You can’t really blame the Japa maids for being so suffocating because they are relics of a time gone-by. Nowadays, urban mothers blindly trust the doctor and disregard what the Japa says as old wives’ tales. Traditionally, these ladies have been valued greatly for their infinite knowledge and experience regarding new moms and their babies. They are used to being treated like knowledgeable foster mothers who come in to guide you through your first forty days, rather than as ordinary maids.

As BabyA has grown older, I have discovered that there is a lot of wisdom in the old ways. From a doctor-bhakt, I have now started realizing that there is as much truth in the old knowledge as there is in medical science. Both are imperfect, and suggestions from both avenues must be weighed or cautiously tested before accepting.

When I look at my little hairy bear, I regret not trying ‘uptan’ with her because I know that it had helped my siblings and me when we were babies. Also BabyA’s severe colic was not cured by all the Colic Aids and Neopeptines of the world, but finally, listening to the Japa and my mother-in-law, I started giving BabyA a paste made by rubbing natural herbs on a stone with milk (a.k.a. ghaasa/ghasara), and finally found that she got better.
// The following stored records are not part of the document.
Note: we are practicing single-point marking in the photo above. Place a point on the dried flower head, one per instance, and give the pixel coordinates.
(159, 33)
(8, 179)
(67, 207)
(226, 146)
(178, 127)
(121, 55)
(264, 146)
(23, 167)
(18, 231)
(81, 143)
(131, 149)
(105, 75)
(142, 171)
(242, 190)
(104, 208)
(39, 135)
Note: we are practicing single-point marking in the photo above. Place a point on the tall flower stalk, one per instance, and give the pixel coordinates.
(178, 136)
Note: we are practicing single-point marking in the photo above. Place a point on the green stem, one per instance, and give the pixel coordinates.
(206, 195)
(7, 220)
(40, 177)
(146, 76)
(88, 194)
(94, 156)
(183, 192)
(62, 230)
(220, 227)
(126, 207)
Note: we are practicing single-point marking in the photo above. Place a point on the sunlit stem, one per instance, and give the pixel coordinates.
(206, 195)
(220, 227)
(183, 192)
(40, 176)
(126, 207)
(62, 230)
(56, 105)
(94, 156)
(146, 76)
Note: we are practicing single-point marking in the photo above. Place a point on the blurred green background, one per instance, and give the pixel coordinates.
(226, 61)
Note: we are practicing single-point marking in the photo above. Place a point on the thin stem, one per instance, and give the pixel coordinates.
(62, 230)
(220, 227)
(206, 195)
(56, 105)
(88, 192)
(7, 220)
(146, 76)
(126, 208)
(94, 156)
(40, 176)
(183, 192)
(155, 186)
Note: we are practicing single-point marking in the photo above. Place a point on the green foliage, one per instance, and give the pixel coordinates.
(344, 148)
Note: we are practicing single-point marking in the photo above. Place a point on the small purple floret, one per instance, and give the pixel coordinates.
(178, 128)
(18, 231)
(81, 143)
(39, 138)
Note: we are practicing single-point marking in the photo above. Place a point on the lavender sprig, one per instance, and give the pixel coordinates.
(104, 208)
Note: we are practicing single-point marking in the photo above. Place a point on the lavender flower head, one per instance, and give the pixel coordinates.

Allopathy only has immediate fixes for us (packed in with lots of side effects), but long term cures are only possible through alternative methods. Thus, to completely disregard what our mothers, mothers-in-law or Japas say is also unfair. Sometimes their ways maybe obsolete (like don’t cut nails after sunset, which no longer makes sense as we now have electricity) or they may not know the real reason behind things (not making babies wear new clothes when they are born as new fabric has a lot of chemicals and can cause allergies), but that doesn’t mean that their knowledge should be dismissed as mere superstition.

In a postmodern world, we have seen the downfall of the ‘faultless logic and understanding of science’. There are no longer any absolutes, and thus, its more about what works for you. Since we reverently hang onto every word the doctor says, we could also give our formally-uneducated but experientially-gifted Japas a chance sometimes.  Our moms couldn’t have been so grossly misguided when they were treating them as baby whisperers when we were tiny tots. After all, we turned out ok, didn’t we?